Facts about Apollo in Roman Mythology
Discover interesting information and facts about Apollo, the Roman god of the sun, music, archery and prophecy.

  • Fact 1: He was the son of Jupiter and Latona. His twin sister was Diana.

  • Fact 2: The Ludi Apollinares were games held July 6 to 13 for the Roman people in honour of Apollo

  • Fact 3: His son Asclepius was the Roman god of Healing

  • Fact 4: His son by Calliope, was Orpheus the great musician and a demigod. Read the mythical love story of Orpheus and Eurydice in the Underworld

  • Fact 5: He was the patron of the Oracle of Delphi (aka Pytho). A terrible serpent called Python guarded the oracle at Delphi and Apollo bravely killed the monster.

  • Fact 6: His son Aristaeus was the god of bee-keeping, cheese-making, herding, olive-growing and hunting

  • Fact 7: He quarrelled with Jupiter, on account of the death of his son Asclepius who was killed by Jupiter because of the complaint of Pluto, that he decreased the number of the dead by his cures.

  • Fact 8: He fell in love with Daphne but she fled from him to preserve her chastity. Daphne was changed into a laurel, whose leaves Apollo immediately consecrated to bind his temples, and the laurel become the reward of poetry.

  • Fact 9: His temple at Delphi became so frequented, that it was called the 'oracle of the earth'

  • Fact 10: The seven strings of his lyre was said to represent the seven planets

  • Fact 11: As the the source of harmony he was called Liber Pater and carried a shield to show he was the protector of mankind, and their preserver in health and safety

  • Fact 12: The Emperor Augustus built a temple in honor of Apollo, on the Palatine Hill. At the foot of his statue, were deposited two gilt chests, containing the Sibylline oracles.

  • Fact 13: Cassandra the daughter of Priam of Troy, was seduced by Apollo who gave her the gift of prophecy, but when she betrayed him he amended it so that, though she spoke truth, none would believe her.

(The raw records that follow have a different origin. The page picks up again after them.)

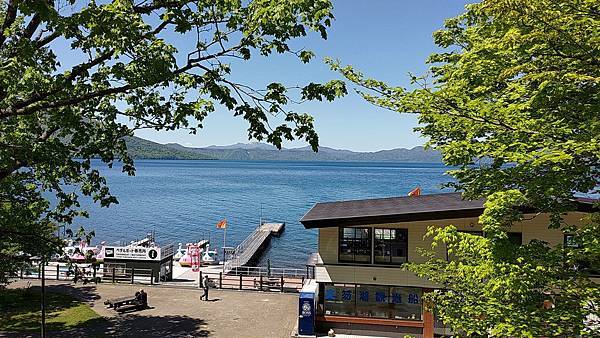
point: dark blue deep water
(183, 200)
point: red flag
(415, 192)
(222, 224)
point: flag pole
(224, 237)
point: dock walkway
(254, 245)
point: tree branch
(9, 19)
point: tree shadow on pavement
(131, 326)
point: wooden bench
(123, 304)
(268, 283)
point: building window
(355, 245)
(391, 246)
(373, 301)
(582, 263)
(340, 299)
(515, 238)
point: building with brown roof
(363, 243)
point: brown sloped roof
(395, 209)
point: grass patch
(20, 310)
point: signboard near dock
(154, 261)
(132, 253)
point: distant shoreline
(139, 148)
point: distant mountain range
(144, 149)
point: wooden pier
(254, 245)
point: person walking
(205, 286)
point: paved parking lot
(178, 312)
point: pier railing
(62, 271)
(272, 272)
(219, 280)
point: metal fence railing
(66, 272)
(281, 283)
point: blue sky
(385, 39)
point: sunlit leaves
(124, 73)
(512, 101)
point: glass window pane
(355, 245)
(372, 301)
(391, 246)
(406, 303)
(348, 232)
(339, 300)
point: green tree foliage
(78, 76)
(513, 101)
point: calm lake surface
(183, 200)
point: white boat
(209, 256)
(179, 253)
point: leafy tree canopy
(123, 73)
(513, 101)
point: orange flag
(222, 224)
(415, 192)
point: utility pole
(43, 267)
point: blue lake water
(183, 200)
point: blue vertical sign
(306, 314)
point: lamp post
(43, 302)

  • Fact 14: The gigantic statue called the Colossus of Rhodes was believed to be the bronze likeness of Apollo that stood at the entrance to the harbor of Rhodes.

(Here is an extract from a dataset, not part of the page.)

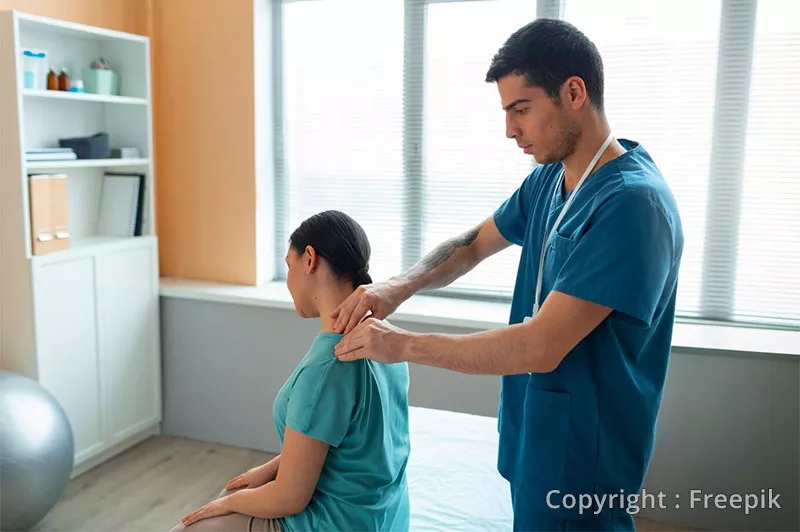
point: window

Apollo (Greek Counterpart was Phoebus Apollo)
The Romans habitually assimilated various elements from other cultures and civilisations, including the gods and goddesses that were worshipped by the Greeks and other nations. When the Roman Empire conquered the Greeks in 146BC many of the Greek gods and goddesses were adopted by the Romans.  The Romans simply changed the Greek gods names to Latin equivalents. The Greek counterpart of Apollo was Phoebus Apollo. The Roman religion significantly differed from the Greeks in that it was officially endorsed by the state and exerted influence over the government of Rome. Politicians took the offices of influential priests, called pontiffs, to gain control of the popular worship, Roman gods and goddesses like Apollo were worshipped at every public event, including the gladiatorial games, where blood sacrifices were made to the gods. In ancient Rome, the pantheon of 12 major gods, including Apollo, were called the 'Dei Consentes' meaning the Council of Gods.